Mr. Vitruk, a justice on Russia's Constitutional Court, is not eager to acknowledge the court's prominent role in the power struggle between President Boris Yeltsin and his parliamentary foes. He begins an interview with the Monitor by recounting unheralded opinions on citizens' rights, such as a decision prohibiting age discrimination in the workplace.
"We've been undoing the practices of totalitarianism, where the state was always above the people," Vitruk says, referring to the Soviet system.
Such decisions, however, have been virtually ignored during Russia's political battle, Vitruk says. Indeed, although it is supposed to be an impartial arbiter of the power struggle, the court has been perhaps irreversibly politicized. And its inability to remain outside politics is raising doubts about the institution's viability, as well as Russia's attempt to become a law-governed state.
"If there is further politicization of the court's activity, it will basically signal its death," Vitruk says.
The court was expected to rule today on an appeal by President Yeltsin to declare unconstitutional the voting rules for the crucial April 25 referendum. The poll is essentially a vote of confidence in Yeltsin and his progressive economic policies.
Under rules established by his parliamentary opponents, Yeltsin must gain a "yes" vote from a majority of all registered voters in Russia, not just those who turn out to cast ballots. Such a requirement makes it practically impossible for Yeltsin to gain a favorable result. He wants the referendum decided by a majority of actual voters.
No matter how the court rules, Yeltsin has announced he will not abide by the parliament's voting rules. This suggests Yeltsin has little faith in the impartiality of the court, which has consistently ruled against him in recent months, including the decision against his attempt to introduce "special rule" last month.
Court Chairman Valery Zorkin, the leader of the court's conservative faction, already has hinted the ruling will go against Yeltsin.
When the court was created in 1991, it was never intended that it would have a high-profile political role, says Sergei Pashin, head of the Judicial Reform Department at the State Legal Agency, and author of the law establishing the Constitutional Court.
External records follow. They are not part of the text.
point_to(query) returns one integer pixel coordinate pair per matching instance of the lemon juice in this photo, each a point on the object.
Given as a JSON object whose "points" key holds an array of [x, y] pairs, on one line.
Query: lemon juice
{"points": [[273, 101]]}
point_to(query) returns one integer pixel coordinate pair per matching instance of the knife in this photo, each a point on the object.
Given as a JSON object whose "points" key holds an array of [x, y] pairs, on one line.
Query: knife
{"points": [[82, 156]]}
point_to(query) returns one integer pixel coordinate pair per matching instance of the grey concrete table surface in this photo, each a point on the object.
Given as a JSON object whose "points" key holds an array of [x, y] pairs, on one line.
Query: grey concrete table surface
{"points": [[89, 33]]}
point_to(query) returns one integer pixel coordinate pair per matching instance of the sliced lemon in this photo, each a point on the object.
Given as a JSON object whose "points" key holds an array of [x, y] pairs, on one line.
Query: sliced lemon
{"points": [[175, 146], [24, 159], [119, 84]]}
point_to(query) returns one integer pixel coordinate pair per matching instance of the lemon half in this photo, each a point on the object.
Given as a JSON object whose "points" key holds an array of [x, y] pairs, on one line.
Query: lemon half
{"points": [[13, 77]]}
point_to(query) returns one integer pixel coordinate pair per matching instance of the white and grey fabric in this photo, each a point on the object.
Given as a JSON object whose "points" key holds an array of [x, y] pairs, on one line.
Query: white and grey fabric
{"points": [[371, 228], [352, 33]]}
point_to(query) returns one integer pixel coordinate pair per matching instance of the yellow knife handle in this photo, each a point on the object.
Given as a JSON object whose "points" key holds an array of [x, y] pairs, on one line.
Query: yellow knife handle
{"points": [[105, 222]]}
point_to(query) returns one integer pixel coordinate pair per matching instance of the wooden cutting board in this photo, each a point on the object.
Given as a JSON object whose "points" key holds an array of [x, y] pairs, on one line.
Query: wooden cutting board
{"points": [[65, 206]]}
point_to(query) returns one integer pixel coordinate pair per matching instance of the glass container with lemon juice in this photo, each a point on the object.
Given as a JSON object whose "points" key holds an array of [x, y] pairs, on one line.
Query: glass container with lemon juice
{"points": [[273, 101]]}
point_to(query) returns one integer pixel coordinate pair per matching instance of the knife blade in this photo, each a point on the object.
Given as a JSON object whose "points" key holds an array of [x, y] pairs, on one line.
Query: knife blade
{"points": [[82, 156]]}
But shortly after coming into being, the Zorkin-led court sought to expand its jurisdiction into politics, Mr. Pashin says. At its own initiative, the court engineered the adoption of a constitutional change - Article 165 - enhancing its ability to rule on political cases, he says.
"Justices were nominated by political factions [in parliament] with the aim of establishing a political balance on the court," Pashin says.
"It was a mistake to elect the Constitutional Court before adopting a new constitution," he says, adding that the court's "active expansion" of power violates the law.
Mr. Zorkin, meanwhile, dismisses claims that the current Constitution is a "Brezhnev," or communist, document. The basic law, promulgated in 1978, enshrines human rights and outlines the division of powers, he asserts. Adopting a new constitution, he says, could aggravate the political conflict, possibly causing civil war.
Of the 13 justices, a solid majority of nine back Zorkin's positions, says Vitruk, one of three liberals. One justice is incapacitated by illness. Zorkin says the court sometimes resembles "13 angry men," a reference to the American film, "Twelve Angry Men," a drama about a jury's deliberations.
Vitruk expresses concern that the majority is becoming monolithic and incapable of rendering a balanced decision.
The court's politicization will not just affect rulings on pre-referendum issues, but also could play a large role in interpreting the April 25 vote. Based on Zorkin's comments, the court is clearly siding with the legislative branch's go-slow approach to reforms and against the progressive-minded executive authority.
To a certain extent the struggle surrounding the court is a continuation of a battle - interrupted by the more than 70 years of Soviet totalitarianism - fought between reformers and authoritarian-leaning officials during the twilight of the Czarist era.
Russia's first experiment with becoming a rule-of-law state began in 1864, when Czar Alexander II introduced sweeping judicial reforms, including jury trials. These reforms, however, met fierce resistance from the conservative Czarist bureaucracy, which saw them as a threat to the existing order.
In the early 20th century, with Russia's restless population wanting more rights, ultra-conservatives convinced then-Czar Nicholas II that only repression, not rule of law, could save the Romanov dynasty. The end result was the Bolshevik coup of 1917.
Now, in the face of renewed attempts to introduce a rule-of-law system, many in the Russian parliament are seeking to remake Russia according to "traditional values," including a strong central government. At the same time they treat Western political and economic traditions with suspicion.
"One can perceive the conflict between supporters of a `police state' and those of rule of law as it was 75 years ago," says historian Victor Bezotosny.
"But our political process being extremely personified, we should not view Mr. Yeltsin as a staunch champion of rule of law," Mr. Bezotosny continues. "If he had lost presidential elections in 1991, he would have probably conducted the same policy that [parliament Chairman Ruslan] Khasbulatov is now pursuing and would used the parliament as his power base."
Yeltsin was the chairman of the Russian parliament before assuming the presidency.
Depoliticizing the court is still possible, Vitruk insists, by eliminating ambiguities in existing laws. Meanwhile, Pashin says, the justices control the court's fate.
"If the justices perceive themselves as judges, then there is a chance for development," Pashin says.
"If they define themselves as the saviors of the Motherland and as politicians - they have no chance."